Show HN: Autocrit – an agent loop that builds and tests web prototypes

5 hours ago (github.com)

Hi HN, this is my first Show HN submission.

I've been thinking about how product development will change with AI. The earliest stages of product development have so much ambiguity. Because code was costly and expensive, we spent a lot of time writing specs and doing user research.

I thought I'd try an experiment after (a) seeing advancements around evaluation systems especially for UX (b) realizing that AI can create a reasonably good enrichment of a persona/end-user (c) seeing karpathy's autoresearch project.

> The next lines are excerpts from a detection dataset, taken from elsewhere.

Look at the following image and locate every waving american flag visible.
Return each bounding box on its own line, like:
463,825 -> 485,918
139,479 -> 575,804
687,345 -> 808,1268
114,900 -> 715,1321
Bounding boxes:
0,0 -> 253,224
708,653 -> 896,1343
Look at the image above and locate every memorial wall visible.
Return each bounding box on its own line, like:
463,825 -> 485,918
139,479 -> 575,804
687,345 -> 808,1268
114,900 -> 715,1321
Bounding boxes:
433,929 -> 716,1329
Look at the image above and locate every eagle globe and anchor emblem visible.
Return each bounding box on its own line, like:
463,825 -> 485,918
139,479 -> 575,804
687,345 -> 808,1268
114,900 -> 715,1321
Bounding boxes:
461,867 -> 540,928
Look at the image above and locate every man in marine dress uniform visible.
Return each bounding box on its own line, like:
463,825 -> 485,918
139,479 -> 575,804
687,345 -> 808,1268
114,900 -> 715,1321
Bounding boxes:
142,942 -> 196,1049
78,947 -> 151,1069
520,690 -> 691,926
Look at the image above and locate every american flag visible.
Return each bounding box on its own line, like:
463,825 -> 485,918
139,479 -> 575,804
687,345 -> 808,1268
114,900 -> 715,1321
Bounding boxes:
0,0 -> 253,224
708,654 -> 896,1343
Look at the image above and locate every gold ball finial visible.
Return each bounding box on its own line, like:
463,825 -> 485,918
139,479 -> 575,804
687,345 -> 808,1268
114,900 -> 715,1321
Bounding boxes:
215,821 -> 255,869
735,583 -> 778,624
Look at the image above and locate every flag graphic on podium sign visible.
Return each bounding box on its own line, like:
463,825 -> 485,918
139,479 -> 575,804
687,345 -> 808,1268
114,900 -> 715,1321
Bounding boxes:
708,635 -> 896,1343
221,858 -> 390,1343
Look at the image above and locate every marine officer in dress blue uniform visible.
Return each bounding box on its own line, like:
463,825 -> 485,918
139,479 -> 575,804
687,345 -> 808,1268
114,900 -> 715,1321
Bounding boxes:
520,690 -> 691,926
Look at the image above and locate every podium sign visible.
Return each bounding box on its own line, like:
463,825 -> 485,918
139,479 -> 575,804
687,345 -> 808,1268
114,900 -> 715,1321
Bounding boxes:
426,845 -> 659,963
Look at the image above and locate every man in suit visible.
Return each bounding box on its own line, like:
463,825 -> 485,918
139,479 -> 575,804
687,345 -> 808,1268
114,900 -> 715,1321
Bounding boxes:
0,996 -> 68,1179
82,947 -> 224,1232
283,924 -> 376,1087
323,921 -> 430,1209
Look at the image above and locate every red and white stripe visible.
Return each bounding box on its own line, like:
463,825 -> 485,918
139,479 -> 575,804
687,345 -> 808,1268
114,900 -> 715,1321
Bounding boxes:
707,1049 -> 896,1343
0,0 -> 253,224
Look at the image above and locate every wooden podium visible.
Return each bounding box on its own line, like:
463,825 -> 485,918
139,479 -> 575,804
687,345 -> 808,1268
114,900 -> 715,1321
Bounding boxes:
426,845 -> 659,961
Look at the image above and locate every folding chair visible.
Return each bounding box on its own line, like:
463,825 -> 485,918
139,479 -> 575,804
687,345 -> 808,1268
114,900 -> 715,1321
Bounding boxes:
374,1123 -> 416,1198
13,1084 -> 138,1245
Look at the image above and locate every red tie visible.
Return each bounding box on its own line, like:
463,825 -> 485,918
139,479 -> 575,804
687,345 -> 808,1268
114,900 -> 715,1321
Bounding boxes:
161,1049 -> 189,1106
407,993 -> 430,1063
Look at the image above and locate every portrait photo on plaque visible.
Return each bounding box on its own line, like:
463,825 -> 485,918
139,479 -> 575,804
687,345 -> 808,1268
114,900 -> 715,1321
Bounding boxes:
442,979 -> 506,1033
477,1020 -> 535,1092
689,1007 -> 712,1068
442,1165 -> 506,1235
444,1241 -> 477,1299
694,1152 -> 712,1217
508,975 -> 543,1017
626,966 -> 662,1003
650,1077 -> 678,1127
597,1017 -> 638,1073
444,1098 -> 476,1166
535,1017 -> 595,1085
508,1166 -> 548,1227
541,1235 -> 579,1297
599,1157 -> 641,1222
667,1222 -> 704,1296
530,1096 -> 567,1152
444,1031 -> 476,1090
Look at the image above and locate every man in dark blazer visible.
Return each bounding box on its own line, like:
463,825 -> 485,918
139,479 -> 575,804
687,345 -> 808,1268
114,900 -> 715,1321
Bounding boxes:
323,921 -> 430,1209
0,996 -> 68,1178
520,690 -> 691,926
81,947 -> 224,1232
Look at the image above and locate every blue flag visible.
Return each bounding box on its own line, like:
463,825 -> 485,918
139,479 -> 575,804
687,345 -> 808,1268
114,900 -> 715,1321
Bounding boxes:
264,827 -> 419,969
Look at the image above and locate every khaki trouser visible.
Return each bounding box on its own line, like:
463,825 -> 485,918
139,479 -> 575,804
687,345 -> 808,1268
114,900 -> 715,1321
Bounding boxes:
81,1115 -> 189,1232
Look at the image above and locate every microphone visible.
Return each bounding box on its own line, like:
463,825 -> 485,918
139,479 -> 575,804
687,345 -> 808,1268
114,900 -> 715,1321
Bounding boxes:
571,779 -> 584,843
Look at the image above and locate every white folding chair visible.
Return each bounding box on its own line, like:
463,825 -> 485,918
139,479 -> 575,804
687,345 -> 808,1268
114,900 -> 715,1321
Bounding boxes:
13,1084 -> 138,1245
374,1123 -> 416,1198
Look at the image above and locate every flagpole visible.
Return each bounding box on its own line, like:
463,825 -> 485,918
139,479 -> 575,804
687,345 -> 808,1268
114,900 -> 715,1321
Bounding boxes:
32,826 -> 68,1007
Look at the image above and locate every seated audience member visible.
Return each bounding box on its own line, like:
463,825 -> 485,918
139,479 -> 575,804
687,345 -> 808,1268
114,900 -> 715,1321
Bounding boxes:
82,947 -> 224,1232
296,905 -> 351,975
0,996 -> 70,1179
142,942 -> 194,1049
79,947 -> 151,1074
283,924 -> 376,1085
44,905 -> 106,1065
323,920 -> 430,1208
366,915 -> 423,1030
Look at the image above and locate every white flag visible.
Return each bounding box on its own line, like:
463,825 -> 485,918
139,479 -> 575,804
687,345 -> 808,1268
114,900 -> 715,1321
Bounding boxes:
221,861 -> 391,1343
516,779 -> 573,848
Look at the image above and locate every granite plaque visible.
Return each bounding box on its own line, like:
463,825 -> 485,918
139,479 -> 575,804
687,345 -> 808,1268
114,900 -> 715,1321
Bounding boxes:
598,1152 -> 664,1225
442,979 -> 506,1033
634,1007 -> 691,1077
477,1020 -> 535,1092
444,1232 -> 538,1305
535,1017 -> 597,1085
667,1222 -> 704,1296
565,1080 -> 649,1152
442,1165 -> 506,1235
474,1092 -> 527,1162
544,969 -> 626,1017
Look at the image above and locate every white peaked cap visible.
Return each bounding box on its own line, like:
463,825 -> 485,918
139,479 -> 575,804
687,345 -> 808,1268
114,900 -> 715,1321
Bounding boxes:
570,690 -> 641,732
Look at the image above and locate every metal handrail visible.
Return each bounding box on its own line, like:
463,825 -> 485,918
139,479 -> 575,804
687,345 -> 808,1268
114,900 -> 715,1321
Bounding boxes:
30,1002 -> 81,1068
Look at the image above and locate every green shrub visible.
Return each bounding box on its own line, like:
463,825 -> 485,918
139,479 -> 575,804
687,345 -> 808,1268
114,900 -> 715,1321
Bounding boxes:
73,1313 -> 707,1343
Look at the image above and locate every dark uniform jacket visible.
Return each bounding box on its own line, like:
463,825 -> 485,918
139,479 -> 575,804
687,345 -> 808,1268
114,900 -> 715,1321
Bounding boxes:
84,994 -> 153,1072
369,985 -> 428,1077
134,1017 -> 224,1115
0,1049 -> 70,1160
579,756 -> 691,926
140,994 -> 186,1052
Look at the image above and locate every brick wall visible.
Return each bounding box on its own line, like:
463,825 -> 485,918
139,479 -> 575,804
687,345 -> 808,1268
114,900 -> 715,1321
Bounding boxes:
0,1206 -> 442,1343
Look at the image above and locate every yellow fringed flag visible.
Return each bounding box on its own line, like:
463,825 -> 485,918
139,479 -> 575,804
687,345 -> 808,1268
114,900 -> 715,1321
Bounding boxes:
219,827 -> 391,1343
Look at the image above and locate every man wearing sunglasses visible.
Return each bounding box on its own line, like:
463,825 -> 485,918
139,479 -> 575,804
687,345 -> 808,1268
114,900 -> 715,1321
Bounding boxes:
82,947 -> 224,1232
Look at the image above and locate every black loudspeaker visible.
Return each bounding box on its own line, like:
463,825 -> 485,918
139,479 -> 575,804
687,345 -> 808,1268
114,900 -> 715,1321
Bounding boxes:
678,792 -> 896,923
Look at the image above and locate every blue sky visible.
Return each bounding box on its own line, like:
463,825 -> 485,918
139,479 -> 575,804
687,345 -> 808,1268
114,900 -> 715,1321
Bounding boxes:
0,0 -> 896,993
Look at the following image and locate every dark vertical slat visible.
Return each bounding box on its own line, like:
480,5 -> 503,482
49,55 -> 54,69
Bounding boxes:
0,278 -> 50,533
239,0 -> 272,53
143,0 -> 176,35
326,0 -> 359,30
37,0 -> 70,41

Autocrit is a pi extension. Start the pi harness and run the autocrit skill. It will ask you for a high-level app idea, and a definition of the target user. Autocrit will create a persona definition, has that persona create evaluation tasks, and then starts a loop where a coding agent builds a prototype, and a persona agent will try to use it in a real browser. They will judge it based on the tasks, giving scores and verbatim feedback. The coding agent creates a plan to fix things, keeps improvements, reverts bad ideas, etc. The loop runs overnight.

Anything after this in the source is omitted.